Occupational Therapy

This site is intended for healthcare professionals as a useful source of information on the diagnosis, treatment and support of patients with lupus and related connective tissue diseases.
Occupational Therapists (OTs) are registered with the Royal College of Occupational Therapists and the Health Care and Professional Council (HCPC) and are health care professionals ideally placed to empower and advocate for individuals, to facilitate and maintain independence.

OTs treat clients with the varying symptoms that can be experienced when a diagnosis of lupus is present and, in doing so, aim to increase or preserve mobility so that clients are able to perform activities that are necessary or desired in areas such as self-care, home management, work, leisure and social participation. Lupus may impact on a person’s physical, mental and emotional well-being which, in turn, can affect their ability to perform activities. As such, OTs will work alongside the client in adapting and modifying their activities of daily living (ADLs) and instrumental activities of daily living (IADLs) with the aim of decreasing, avoiding and preventing dysfunction and promoting and improving, where possible, a healthy lifestyle.

Clients with lupus can have flares and periods of remission, disrupting their everyday life. Occupational therapy practitioners can teach these clients the self-management skills that will help them cope with their daily activities. OTs have the unique skillset and specialised knowledge required to create and modify the environment, enabling individuals to carry out the activities they wish to be involved with.
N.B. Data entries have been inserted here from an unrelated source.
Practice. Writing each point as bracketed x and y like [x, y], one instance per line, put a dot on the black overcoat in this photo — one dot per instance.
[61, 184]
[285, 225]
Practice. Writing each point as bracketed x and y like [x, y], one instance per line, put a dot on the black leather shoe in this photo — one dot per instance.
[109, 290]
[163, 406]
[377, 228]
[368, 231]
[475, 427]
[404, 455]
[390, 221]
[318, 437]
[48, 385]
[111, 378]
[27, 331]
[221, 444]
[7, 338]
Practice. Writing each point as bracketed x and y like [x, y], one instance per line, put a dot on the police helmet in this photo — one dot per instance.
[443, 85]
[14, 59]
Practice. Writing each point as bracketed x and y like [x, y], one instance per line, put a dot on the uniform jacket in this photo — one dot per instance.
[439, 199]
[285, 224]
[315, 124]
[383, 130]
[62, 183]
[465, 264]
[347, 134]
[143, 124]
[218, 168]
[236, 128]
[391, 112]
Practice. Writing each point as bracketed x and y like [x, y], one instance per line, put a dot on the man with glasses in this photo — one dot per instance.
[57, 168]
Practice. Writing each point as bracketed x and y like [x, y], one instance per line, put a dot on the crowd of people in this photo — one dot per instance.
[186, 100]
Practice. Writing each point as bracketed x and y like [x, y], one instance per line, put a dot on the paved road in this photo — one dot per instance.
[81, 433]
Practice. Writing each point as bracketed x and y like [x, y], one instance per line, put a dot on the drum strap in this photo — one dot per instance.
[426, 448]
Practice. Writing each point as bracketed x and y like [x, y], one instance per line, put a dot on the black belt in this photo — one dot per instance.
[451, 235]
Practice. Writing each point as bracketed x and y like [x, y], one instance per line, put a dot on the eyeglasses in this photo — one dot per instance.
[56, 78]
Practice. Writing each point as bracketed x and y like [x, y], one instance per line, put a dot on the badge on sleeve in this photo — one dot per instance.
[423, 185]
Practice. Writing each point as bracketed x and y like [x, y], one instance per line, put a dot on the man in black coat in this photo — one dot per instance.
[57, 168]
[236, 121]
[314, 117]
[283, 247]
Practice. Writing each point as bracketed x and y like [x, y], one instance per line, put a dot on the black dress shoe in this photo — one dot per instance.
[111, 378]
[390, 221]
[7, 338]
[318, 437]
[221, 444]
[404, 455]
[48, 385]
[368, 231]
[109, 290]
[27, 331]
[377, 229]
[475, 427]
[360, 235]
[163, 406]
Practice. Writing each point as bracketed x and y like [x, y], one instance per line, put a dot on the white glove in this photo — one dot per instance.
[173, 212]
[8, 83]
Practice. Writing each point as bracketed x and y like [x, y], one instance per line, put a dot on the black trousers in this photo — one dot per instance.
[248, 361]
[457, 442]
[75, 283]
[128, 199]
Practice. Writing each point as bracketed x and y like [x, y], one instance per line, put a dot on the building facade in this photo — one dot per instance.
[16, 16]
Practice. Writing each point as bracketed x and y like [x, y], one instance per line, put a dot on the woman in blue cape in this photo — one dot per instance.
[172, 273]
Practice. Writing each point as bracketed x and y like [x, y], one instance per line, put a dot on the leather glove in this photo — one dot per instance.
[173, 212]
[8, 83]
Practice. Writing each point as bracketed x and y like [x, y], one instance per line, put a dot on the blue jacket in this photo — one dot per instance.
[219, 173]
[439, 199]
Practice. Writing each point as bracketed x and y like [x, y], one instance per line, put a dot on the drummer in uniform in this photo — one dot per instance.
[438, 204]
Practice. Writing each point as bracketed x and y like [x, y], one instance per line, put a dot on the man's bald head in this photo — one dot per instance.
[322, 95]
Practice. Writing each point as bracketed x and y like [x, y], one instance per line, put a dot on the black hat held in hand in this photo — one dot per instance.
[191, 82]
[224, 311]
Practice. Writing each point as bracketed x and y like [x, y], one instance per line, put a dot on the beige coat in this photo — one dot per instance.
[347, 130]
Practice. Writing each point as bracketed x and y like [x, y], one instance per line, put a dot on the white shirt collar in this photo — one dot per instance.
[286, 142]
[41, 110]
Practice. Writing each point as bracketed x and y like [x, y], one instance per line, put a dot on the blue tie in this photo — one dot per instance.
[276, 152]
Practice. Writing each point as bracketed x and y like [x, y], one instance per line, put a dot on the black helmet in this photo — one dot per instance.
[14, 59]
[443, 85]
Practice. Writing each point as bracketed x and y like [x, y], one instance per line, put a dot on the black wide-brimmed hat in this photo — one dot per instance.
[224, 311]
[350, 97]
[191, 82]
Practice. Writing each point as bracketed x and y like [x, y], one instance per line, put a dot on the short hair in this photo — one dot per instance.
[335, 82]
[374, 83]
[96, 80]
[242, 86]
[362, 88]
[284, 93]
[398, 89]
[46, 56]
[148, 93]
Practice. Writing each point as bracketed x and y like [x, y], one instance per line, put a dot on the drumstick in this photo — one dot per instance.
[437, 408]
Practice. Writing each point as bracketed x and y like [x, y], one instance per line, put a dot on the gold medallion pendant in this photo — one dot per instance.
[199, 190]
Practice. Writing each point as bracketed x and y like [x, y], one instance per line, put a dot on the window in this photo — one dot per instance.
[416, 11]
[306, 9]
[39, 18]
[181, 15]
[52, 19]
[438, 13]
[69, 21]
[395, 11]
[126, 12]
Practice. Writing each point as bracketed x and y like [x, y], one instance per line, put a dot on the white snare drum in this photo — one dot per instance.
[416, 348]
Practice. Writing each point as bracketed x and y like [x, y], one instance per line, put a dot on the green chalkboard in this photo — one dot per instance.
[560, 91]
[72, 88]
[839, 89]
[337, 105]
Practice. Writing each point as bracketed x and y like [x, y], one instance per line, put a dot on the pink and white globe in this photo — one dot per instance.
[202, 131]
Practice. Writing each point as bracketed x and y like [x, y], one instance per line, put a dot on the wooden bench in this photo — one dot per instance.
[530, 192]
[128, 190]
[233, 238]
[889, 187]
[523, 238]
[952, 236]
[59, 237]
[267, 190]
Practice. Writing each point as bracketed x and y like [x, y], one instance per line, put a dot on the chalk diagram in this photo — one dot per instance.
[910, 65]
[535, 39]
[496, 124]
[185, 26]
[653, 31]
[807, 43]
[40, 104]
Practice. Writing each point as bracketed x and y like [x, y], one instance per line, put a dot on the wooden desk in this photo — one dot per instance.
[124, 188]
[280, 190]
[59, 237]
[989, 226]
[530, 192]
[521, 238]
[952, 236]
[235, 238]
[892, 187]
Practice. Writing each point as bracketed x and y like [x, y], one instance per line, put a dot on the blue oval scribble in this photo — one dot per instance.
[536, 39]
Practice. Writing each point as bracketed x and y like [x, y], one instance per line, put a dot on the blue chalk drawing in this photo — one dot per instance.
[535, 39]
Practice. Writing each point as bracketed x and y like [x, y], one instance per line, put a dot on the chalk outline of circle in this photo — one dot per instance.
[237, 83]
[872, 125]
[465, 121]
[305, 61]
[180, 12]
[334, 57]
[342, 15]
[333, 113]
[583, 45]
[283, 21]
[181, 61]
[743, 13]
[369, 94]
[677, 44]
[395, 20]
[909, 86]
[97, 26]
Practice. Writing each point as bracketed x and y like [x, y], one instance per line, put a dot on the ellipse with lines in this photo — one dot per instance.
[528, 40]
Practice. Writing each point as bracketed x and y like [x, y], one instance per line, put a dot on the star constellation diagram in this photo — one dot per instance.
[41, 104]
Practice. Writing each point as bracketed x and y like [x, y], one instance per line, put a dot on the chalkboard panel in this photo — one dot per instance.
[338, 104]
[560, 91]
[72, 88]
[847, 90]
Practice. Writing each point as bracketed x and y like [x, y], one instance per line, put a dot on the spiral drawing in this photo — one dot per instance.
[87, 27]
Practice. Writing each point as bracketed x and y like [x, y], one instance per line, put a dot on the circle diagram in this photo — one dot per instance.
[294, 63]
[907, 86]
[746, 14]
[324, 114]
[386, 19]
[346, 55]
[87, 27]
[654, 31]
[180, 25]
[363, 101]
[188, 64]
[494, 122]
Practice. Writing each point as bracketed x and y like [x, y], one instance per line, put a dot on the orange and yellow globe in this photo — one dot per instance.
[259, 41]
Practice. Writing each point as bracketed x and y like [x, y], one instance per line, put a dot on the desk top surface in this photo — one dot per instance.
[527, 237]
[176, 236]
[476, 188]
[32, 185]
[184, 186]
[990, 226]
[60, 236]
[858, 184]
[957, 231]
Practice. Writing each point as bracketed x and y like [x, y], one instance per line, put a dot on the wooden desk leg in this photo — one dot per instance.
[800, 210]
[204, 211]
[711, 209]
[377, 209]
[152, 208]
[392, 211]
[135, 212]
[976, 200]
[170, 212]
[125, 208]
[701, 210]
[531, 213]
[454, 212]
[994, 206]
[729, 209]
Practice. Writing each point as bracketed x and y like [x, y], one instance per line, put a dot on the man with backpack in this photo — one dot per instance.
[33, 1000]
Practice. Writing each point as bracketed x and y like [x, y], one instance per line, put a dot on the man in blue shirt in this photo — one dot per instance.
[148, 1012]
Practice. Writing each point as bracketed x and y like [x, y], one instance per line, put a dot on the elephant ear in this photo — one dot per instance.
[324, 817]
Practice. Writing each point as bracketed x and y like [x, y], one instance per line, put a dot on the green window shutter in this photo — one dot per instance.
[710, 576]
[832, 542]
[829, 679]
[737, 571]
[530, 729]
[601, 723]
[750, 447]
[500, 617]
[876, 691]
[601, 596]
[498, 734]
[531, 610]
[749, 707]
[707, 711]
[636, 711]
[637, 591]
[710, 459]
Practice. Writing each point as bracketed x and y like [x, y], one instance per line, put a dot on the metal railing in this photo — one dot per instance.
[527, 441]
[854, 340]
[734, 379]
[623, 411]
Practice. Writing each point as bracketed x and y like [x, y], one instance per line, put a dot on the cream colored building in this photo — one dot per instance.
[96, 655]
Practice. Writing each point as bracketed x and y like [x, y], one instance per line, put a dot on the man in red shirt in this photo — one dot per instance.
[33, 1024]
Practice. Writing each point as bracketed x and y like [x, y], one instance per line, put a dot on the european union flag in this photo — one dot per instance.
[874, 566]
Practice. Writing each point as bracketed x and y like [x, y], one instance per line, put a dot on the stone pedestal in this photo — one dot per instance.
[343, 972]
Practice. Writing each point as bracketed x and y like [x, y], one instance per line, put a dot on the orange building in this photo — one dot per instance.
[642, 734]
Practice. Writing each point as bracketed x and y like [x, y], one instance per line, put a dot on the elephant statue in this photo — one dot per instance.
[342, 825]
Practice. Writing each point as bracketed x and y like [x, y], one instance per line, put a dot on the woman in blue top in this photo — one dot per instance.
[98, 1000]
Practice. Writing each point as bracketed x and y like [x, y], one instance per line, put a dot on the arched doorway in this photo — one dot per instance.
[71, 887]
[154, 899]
With a theory base of anatomy, pathology and the physical and emotional demands placed on the body,

OTs are able to engage clients by introducing interventions that give the client insight into their condition and how it progresses, resulting in interventions to support the management of pain and fatigue.

The occupational process begins with an evaluation to determine what areas the client wishes to focus on and what activities they wish to carry out. As one of the only health care professionals to use the skill of activity analysis, OTs will observe and assess a client’s ability to carry out an activity, breaking the activity down into its core components and, in doing so, the OT is able to identify where in the process the client faces barriers to completing their chosen occupation – this may include assessments around range of motion, muscle strength, sensation, pain and activity endurance. Through evaluation, OTs identify the need for splints and other support equipment, home, work and environmental adaptations, and post-surgery support. Through evidence-based practice, they are able to introduce suitable adaptations and techniques to promote and facilitate independence.

Through the use of therapeutic activities, OTs are able to promote gross and fine motor control and endurance, strength and range of motion, so improving functional abilities when carrying out daily tasks such as self-care, work and leisure activities.

These approaches educate clients to plan, simplify and pace tasks as a way of protecting joints, reducing strain, fatigue, pain and avoiding joint and tissue overuse while participating in activities. Modification and adaptability go hand in hand with energy conservation and joint protection. Easy-grip handles, adjustable shelves, grab bars, a raised toilet seat, a height adjustable chair with arms, the removal of clutter and introduction of specialist equipment are just some of the examples of adaptive equipment and approaches that can be used to positively influence a client’s independence in the environment. These combined strategies address clients’ functional needs and maintain or increase their participation in home, work, leisure and community activities by accommodating for decreased joint motion, strength, and endurance.